3. Ignoring Abandoned Carts

Shopping cart abandonment is a common occurrence in e-commerce. It happens when a customer adds an item or items in their cart but leaves without purchasing anything.

According to the Baymard Institute, these are the top reasons customers abandon their carts:

  • Expensive extra costs (e.g., shipping, tax, fees)
  • Being required to create an account before checkout
  • The long and complicated checkout process
  • Total order cost isn’t displayed upfront
  • Site crashed
  • Questionable site security
  • Slow delivery
  • Unsatisfactory return policy
  • Limited payment options
  • Declined credit card

Many of the issues listed above can be resolved by making design changes on your website. These changes include allowing guest checkout, simplifying the site interface and checkout process, and allowing more payment methods.

Fixing your site and checkout process is the first step to reduce cart abandonment. The next is to follow up on customers via email. Instead of ignoring customers who “ghosted” you, persuade them with a compelling email that will remind them why they wanted to buy the item.

4. Not Tracking Results

This is one of the biggest blunders marketers and businesses can make. Without tracking your results, you won’t know what works and what doesn’t and what to focus on to draw in more customers and increase sales. If you don’t monitor your marketing campaigns, you’re just throwing money to the wind.

To monitor and measure the effectiveness of your marketing campaigns, you must identify the metrics you want to measure. Examples of metrics include the following:

  • Traffic
  • Lead conversion
  • Click-through rate
  • Bounce rate
  • Search-engine referrals
  • Form conversion rate

By tracking your marketing campaigns, you can invest in marketing strategies that are genuinely effective and prevent huge losses on the wrong initiatives.

5. Avoiding Social Media

Whether you personally like social media or not, there’s no denying that they are immensely useful platforms to reach your audience. Facebook alone has 2.45 billion active users monthly; Twitter, 330 million; Instagram, 111 million. It will be a colossal mistake not to tap into these massive markets.

Social media also provides businesses free channels to connect with their audience, promote their brand, and build their online presence. Plus, buying ads on Facebook and other social media platforms also costs much less than traditional avenues do.

6. Overlooking Packaging

Many marketers will argue that packaging is equally important as the products are. The packaging is the customer’s first impression of your brand and products, and you know what they say about first impressions.

For e-commerce, the packaging is enormously important for not only presenting the product but also keeping it protected.

A parcel travels from one warehouse to another and gets passed around so many times, increasing the product’s risk of getting damaged. When customers receive damaged items, they’re more likely to write negative reviews on the retailer’s website.

By investing in fulfillment-friendly custom boxes or packaging, you can reduce the risk of unhappy customers and save costs on returns and replacements.

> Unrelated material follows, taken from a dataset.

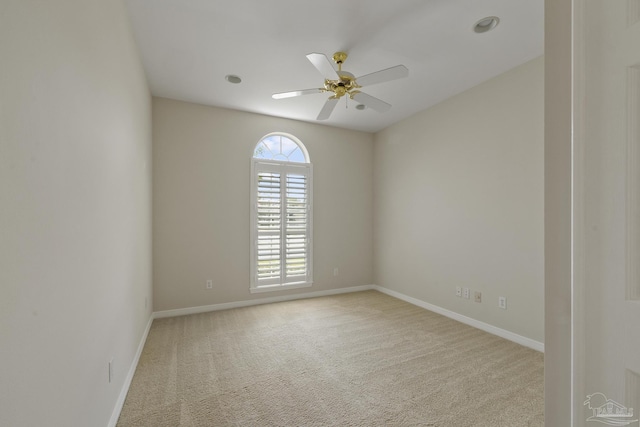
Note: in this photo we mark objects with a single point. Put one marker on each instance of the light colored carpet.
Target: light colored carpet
(360, 359)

Proper packaging for fragile items is the best way you can secure that your products are without any cracks or damage during transport and delivery.

7. Not Rewarding Loyal Customers

Research from BIA/Kelsey reports that 61 percent of small- and midsize businesses generate half of their sales revenue from repeat customers. Still, many companies commit the mistake of disregarding their existing customers and only marketing to new customers.

Gaining new customers is vital to your business, but keeping the ones you have now is just as important. Customers who have bought a product from your site are more likely to purchase repeatedly, especially when they receive rewards for returning.

The Bottom Line

The rise of e-commerce platforms has made it easier and more affordable for anyone to start their own business. The downside is that there is more competition, making it harder to succeed. If you do it right, marketing campaigns can make a world of difference and propel your business to the top.